Dès lors, au vu de ces éléments, Monsieur [N] sera condamné au paiement de la somme provisionnelle de 11 727.40 euros et après déduction du dépôt de garantie de 4300 euros à la somme de 7427.40 euros au titre des loyers et charges impayés au mois d’octobre 2023 inclus, des frais de serrurier et de ménage et de la taxe foncière.
La demande provisionnelle formée à titre de dommages-intérêts sera cependant rejetée comme sortant à des contestations sérieuses au vu des seuls éléments produits.

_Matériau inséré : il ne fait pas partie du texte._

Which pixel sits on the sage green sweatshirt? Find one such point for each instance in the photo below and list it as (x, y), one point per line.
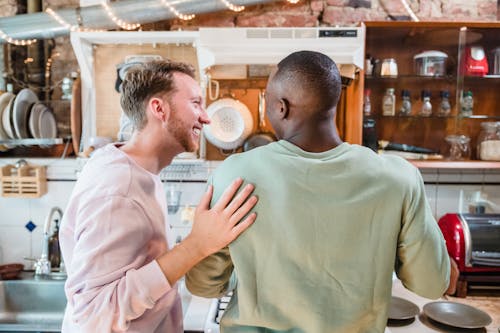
(331, 229)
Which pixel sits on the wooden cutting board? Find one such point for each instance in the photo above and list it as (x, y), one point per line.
(76, 115)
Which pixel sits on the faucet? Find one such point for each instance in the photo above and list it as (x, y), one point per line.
(42, 265)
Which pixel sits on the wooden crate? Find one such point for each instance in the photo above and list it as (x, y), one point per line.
(28, 181)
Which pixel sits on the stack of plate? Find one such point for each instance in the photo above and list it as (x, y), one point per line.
(22, 116)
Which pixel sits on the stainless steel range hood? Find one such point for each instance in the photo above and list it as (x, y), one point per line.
(230, 46)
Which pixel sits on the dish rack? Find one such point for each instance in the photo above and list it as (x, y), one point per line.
(26, 181)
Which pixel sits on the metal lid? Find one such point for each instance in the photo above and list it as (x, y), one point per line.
(427, 54)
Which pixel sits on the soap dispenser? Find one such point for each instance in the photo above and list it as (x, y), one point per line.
(54, 249)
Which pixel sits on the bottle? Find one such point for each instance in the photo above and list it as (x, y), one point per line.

Sur l’article 700 du code de procédure civile et les dépens :
Au vu de l’issue du litige, Monsieur [N] sera condamné à payer à Madame [Y] (DIT [S]) la somme de 1200 euros au titre de l’article 700 du code de procédure civile et aux dépens.
PAR CES MOTIFS
Nous, Juge des référés du Tribunal judiciaire de Nice, statuant publiquement, par ordonnance réputée contradictoire, en premier ressort et prononcée par mise à disposition au greffe, avis préalablement donné,
Au principal, renvoyons les parties à se pourvoir comme elles aviseront, mais dès à présent,
CONSTATONS la résiliation du bail professionnel liant Madame [U] [Y] (DIT [S] à Monsieur [J] [N] portant sur les locaux à usage professionnel situés à [Adresse 3], par l’effet de la clause résolutoire à la date du 27 novembre 2023;
CONSTATONS que Monsieur [J] [N] a quitté les lieux le 1er novembre 2023 et qu’à cette date, Mme [Y] a fait procéder au changement des serrures et clés ;
CONDAMNONS Monsieur [J] [N] à payer à Madame [U] [Y] (DIT [S] à titre provisionnel, la somme de 7427.40 euros correspondant au montant des loyers et charges impayés au mois d’octobre 2023 inclus, des frais de serrurier et de ménage et de la taxe foncière, déduction faite du dépôt de garantie de 4300 euros ;
CONDAMNONS Monsieur [J] [N] à payer à Madame [U] [Y] (DIT [S]) somme de 1200 euros en application de l’article 700 du code de procédure civile ;
CONDAMNONS Monsieur [J] [N] aux dépens de la présente procédure, comprenant le coût du commandement de payer du 27 octobre 2023 ;
REJETONS le surplus des demandes ;
RAPPELONS que la présente décision est exécutoire de plein droit à titre provisoire.